Em “Minority Report”, aracnídeos eletrônicos invadem domicílios a qualquer hora, por qualquer orifício, sem possibilidade de resistência, para identificar as pessoas, examinando-lhes suas retinas. No sistema penal italiano, em correspondência, já existe prevista em lei a possibilidade de serem implantados em criminosos de alta periculosidade “chips” eletrônicos de localização por meio de satélite.
Outras técnicas de arquivamento de dados utilizadas no filme, como a de consumidores reconhecidos eletronicamente e saudados pelo nome logo ao adentrarem nas lojas, já são realidade no mundo da internet. Vê-se, claramente, que o arquivo de dados e a invasão da privacidade não são instrumentos exclusivamente utilizados para garantir a segurança das pessoas, pois servem, sobretudo, a potencializar a agressividade dos interesses econômicos privados, o que acaba por tornar os indivíduos vulneráveis não só perante órgãos públicos, mas também em relação a empresas privadas.

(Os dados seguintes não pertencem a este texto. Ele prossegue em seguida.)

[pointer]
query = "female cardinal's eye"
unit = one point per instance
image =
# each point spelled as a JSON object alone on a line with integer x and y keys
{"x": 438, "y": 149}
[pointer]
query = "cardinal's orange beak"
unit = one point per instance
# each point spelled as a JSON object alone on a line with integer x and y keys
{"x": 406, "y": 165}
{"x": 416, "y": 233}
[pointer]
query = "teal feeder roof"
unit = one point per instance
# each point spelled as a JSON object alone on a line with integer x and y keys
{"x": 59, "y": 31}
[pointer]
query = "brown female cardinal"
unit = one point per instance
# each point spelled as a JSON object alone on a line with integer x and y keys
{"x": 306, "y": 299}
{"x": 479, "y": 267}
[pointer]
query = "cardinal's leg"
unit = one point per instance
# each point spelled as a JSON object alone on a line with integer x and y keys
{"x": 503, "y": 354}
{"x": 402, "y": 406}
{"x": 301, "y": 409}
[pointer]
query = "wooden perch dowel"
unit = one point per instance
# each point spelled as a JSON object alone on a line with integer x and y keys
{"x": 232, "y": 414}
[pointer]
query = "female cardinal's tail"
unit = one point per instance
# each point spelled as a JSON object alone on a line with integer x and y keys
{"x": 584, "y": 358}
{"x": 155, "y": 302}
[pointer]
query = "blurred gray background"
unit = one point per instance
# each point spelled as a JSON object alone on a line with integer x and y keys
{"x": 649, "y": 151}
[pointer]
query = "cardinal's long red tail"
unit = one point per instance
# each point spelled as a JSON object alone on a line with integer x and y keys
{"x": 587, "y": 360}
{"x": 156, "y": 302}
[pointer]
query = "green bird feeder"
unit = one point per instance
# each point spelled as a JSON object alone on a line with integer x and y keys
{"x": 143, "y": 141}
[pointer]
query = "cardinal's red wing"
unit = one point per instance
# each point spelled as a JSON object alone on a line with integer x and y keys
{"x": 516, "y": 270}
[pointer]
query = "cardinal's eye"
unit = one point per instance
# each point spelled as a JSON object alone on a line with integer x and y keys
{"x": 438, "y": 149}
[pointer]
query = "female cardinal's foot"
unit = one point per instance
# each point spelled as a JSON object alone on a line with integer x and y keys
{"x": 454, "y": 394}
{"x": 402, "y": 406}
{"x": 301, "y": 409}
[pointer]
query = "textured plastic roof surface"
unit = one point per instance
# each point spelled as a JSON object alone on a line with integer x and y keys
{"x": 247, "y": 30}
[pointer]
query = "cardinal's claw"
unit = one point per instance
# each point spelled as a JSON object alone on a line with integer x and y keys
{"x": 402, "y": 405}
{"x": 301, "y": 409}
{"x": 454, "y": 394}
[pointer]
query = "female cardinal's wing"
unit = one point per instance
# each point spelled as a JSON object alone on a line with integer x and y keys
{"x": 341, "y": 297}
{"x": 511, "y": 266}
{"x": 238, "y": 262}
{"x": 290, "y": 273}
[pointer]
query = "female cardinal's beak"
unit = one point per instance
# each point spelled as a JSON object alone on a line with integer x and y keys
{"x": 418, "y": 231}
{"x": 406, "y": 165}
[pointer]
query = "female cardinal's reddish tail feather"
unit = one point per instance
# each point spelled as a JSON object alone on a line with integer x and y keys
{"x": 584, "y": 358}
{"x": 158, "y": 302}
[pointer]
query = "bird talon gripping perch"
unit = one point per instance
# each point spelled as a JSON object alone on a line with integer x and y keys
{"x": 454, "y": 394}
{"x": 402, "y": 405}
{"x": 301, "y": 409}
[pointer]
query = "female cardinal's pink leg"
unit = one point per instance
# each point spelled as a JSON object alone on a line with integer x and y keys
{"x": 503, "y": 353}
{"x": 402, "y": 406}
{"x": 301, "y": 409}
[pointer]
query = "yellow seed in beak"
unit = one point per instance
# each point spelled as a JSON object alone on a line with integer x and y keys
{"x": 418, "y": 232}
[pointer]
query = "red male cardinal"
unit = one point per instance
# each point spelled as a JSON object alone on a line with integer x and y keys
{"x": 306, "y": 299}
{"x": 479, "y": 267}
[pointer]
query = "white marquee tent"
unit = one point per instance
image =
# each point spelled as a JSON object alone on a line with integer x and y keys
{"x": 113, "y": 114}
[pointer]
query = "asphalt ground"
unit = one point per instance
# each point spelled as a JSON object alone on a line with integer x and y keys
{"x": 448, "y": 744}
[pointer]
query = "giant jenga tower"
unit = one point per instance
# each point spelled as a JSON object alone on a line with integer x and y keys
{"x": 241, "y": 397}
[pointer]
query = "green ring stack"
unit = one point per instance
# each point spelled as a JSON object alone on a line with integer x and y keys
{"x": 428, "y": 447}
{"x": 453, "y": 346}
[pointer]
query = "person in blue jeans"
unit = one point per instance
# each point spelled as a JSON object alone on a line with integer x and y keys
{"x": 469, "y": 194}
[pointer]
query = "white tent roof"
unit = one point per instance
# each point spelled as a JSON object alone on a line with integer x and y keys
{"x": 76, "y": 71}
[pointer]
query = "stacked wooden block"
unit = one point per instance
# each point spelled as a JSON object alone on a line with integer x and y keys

Empresas de vendas “on-line”, como a “Amazon”, p. ex., identificam de forma similar seus clientes, arquivando suas preferências. Basta acessar o endereço eletrônico para que se ofereçam produtos ao gosto do internauta, baseados em suas compras anteriores. Muitos “sites” arquivam seus dados logo ao primeiro contato. Seus passos são rastreados pelo uso de cartões eletrônicos. Seu automóvel é registrado no sistema de pedágio eletrônico. O espaço territorial é fotografado diuturnamente por satélites, sendo que as imagens registradas são armazenadas e indexadas de forma a que se tenha acesso a elas rapidamente. Significa dizer que seu espaço é monitorado. Vistas aéreas datadas (com precisão, detalhamento e nitidez na magnificação), de construções, residências, plantações, queimadas, desmatamento, movimentação da população, são acessíveis a quem mostre interesse. Há serviços especializados nesse sentido, à disposição tanto de órgãos públicos, como de particulares e empresas privadas. Em salas de aula, o professor é filmado e sua voz é gravada por minúsculas filmadoras, sem que se suspeite de qualquer movimento nesse sentido. Nos Estados Unidos, após o 11 de setembro, algumas cidades instalaram câmaras de vídeo nas ruas. Rostos estão sendo gravados em vídeo e integrados a um banco de dados por um “software” de reconhecimento facial (Viisage). Testes psicotécnicos, exames psicológicos, psicodramas, são aplicados como exigência a obtenção de vaga, tanto em empregos públicos , como privados, sem que se tenha acesso ao tipo de informação  que se obteve ou que se pretenda obter e tudo isso sem que se estabeleça vínculo algum de confiança entre examinado e profissional, não se garantido sequer o sigilo profissional.
Em suma, o voyeurismo se instalou e – sem ser percebido – se fixou como forma freqüente de exposição da intimidade, tanto como fenômeno microscópico, como macroscópico. O lucro que se lhe advém não é mais sexual, para deleite pessoal:  é  econômico. A intimidade tem valor de troca no mercado.
Fica a questão: Como nos proteger do que os outros sabem sobre nossas vidas, sobre nossos corpos? Não restam outras alternativas senão a inviolabilidade da privacidade, com criminalização de condutas, a garantia de acesso a dados pessoais que se encontram em poder de outrem, o sigilo de dados voluntariamente fornecidos fora da hipótese de utilização autorizada e finalidade específica, a proibição de utilização de dados ilicitamente obtidos e a indenização pela invasão da privacidade e utilização indevida de dados pessoais. São esses os instrumentos de proteção da personalidade, hoje projetada fora dos domínios de quem a possui.
“Minority Report – A Nova Lei” tem o mérito de advertir que esses direitos e garantias não são luxo no mundo contemporâneo: são projeções da individualidade, garantia de autonomia e de proteção da liberdade.